STUDENTS affected by the foot and mouth crisis are set to receive special dispensation from examination boards.

Lancashire County Council has now urged schools to make sure exam boards are aware of pupils whose lives have been affected by foot and mouth so they are not put at a disadvantage during their GCSEs or A-levels.

Only a handful of pupils' preparation for crunch exams are believed to have been affected by the virus, with some teenagers being confined to farms after livestock was either confirmed as having the disease or declared by vets to be at high risk.

Students who have completed 35 per cent of coursework ahead of exams are eligible for the dispensation grades, with consideration also made for emotional stress which may have been caused as a result of the disease ahead of actual exams.

They will be given a predicted grade as their final grade.

Exams boards already make allowances for pupils who have been in hospital or off sick for long periods and pupils whose education has suffered as a result of foot and mouth are also set to benefit. However, it is down to individual schools to contact the exam boards about pupils who have struggled.

An examining boards statement said: "Schools need to contact us in the same way they would about pupils who have been off sick for long periods. The foot and mouth-affected pupils will then receive the same treatment as other people who have missed lessons."

Coun Hazel Harding, chairman of the education and lifelong learning committee at Lancashire County Council, said: "It is good news that the exam boards have recognised that foot and mouth can have a big impact on a pupil's education.

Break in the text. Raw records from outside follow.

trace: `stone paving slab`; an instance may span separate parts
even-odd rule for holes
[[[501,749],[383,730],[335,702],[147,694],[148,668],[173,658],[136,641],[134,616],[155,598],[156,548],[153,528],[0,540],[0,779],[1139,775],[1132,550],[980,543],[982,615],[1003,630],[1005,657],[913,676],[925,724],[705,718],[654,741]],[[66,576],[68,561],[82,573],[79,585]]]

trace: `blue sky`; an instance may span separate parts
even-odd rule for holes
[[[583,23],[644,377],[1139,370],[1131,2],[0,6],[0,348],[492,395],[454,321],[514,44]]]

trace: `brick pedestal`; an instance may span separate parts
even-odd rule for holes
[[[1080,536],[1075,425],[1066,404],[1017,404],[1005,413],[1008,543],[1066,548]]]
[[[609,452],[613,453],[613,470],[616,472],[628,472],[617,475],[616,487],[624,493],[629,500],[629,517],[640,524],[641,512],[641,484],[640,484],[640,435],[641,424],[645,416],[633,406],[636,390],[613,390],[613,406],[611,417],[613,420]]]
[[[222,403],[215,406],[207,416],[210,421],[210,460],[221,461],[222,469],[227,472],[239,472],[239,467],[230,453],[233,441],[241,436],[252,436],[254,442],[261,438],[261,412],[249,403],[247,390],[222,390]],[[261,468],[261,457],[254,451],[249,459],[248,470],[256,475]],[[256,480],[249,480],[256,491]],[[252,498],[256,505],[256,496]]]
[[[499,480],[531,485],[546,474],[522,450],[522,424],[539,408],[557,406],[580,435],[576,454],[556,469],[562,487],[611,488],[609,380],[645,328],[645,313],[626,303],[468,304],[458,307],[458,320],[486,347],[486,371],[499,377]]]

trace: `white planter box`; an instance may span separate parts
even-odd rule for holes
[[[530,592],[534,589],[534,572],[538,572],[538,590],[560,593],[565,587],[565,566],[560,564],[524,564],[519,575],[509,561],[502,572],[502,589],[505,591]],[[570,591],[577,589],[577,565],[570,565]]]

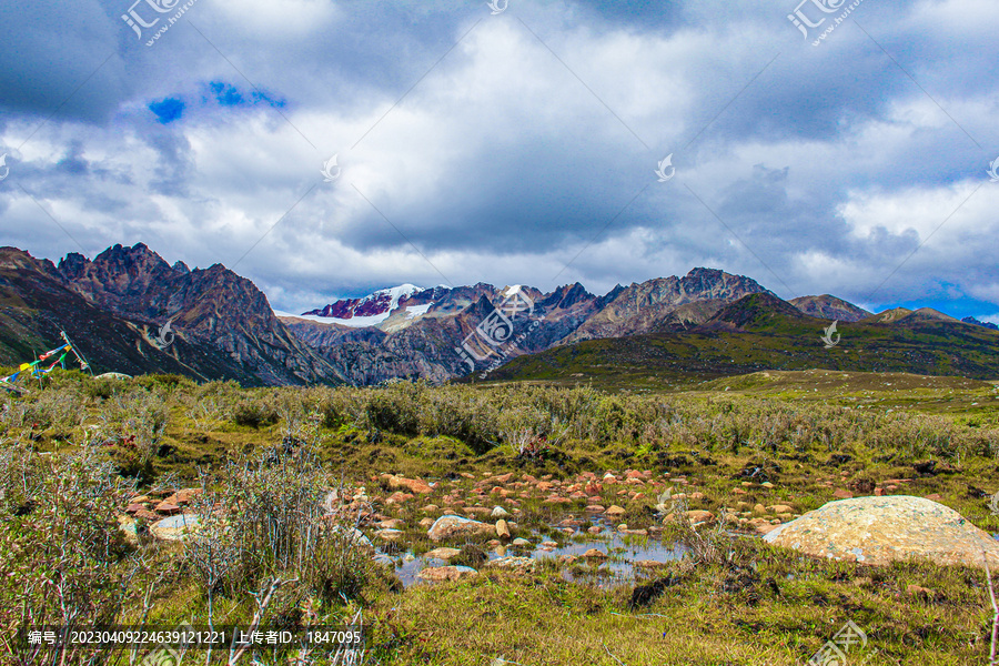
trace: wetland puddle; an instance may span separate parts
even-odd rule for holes
[[[572,535],[559,536],[559,543],[551,536],[532,532],[523,535],[529,542],[527,545],[508,544],[488,551],[483,546],[487,561],[475,568],[488,571],[490,562],[504,557],[551,559],[558,563],[564,579],[593,582],[598,587],[606,588],[633,583],[643,575],[654,573],[657,564],[680,559],[687,552],[682,544],[666,544],[656,536],[620,534],[613,531],[606,521],[599,521],[598,524],[602,531],[597,534],[576,528]],[[553,529],[558,531],[559,527],[553,526]],[[599,551],[606,558],[584,557],[591,549]],[[392,562],[395,574],[405,587],[420,582],[418,574],[424,568],[454,564],[453,561],[450,563],[425,554],[415,555],[412,551],[398,552],[393,556],[380,552],[380,559],[386,564]]]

"There are teenagers who have been confined to farms and have struggled to keep up as a result.

"I hope all schools who know of pupils in this situation act to make sure they aren't disadvantaged by something which was out of their control."

There have been confirmed cases of foot and mouth in Clayton-le-Dale, near Blackburn, Great Harwood and Withnell, near Chorley.

Animals have been culled elsewhere in the area as a result of the disease -- often because they were just believed to be at risk.

Lancaster and Carnforth has also been badly hit by the disease.